Mrs. Kavarsky and Others: Dani Stoller
Rabbi’s Wife and Others/Instrumentalist: Lauren Jeanne Thomas

Director: Oliver Butler
Associate Director & Choreographer: Nikki Mirza
Scenic Designer: Wilson Chin
Costume Designer: Frank Labovitz
Lighting Designer: Colin K. Bills
Projection Designer: Patrick W. Lord
Sound Designer: Justin Schmitz
Props Designer: Jason Dearing
Casting: Eisenberg Casting, Daryl Eisenberg, CSA
Casting Assistant: Chelsi Kern
Production Stage Manager: Anthony O. Bullock
Assistant Stage Manager: Rebecca Talisman
Assistant Stage Manager: Delaney Dunster

A personal note 

Author Ravelle Brickman in 2011 with one of her granddaughters checking out 72 Hester Street, where her grandparents lived on the third floor of the building, over a fabric shop that was still there the last time she looked.

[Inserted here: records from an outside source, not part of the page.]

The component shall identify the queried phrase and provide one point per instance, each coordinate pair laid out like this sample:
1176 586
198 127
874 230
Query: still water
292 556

The candy store they owned became a theater for the Paper Bag Players, and is a restaurant today. The 10-story building that housed ‘The Forward’ is now luxury condos. Photo courtesy of the author.

My grandparents, Nathan and Miriam Marans Kaplan, lived in a tenement on Hester Street, near the fictional home of Jake and Gitl, and not far from the actual home of the playwright’s great-grandparents.

My relatives owned a candy store on East Broadway, next to the Daily Forward, where my grandfather used to hang out with the editor, Abraham Cahan, a fellow Litvak (from Lithuania), discussing Shakespeare—which was frequently performed in Yiddish on Second Avenue—socialism, and the decline in Russian literature.

Although dismissed as a refugee himself, Cahan was subsequently “discovered” and promoted into the pantheon of great American novelists of the 19th century. By the time I arrived at college, in the mid-1950s, Yekl was required reading in American Literature classes at many universities.  —R.B.


  1. Theater J’s production of Hester Street is such a timely choice. It is a pleasure to learn so much about Sharyn Rothstein’s life and her deep connection to the material. At a time when immigrants are being demonized and antisemitism is on the rise, Rothstein’s point is well taken. “We, the descendants of immigrants, are the Americans.”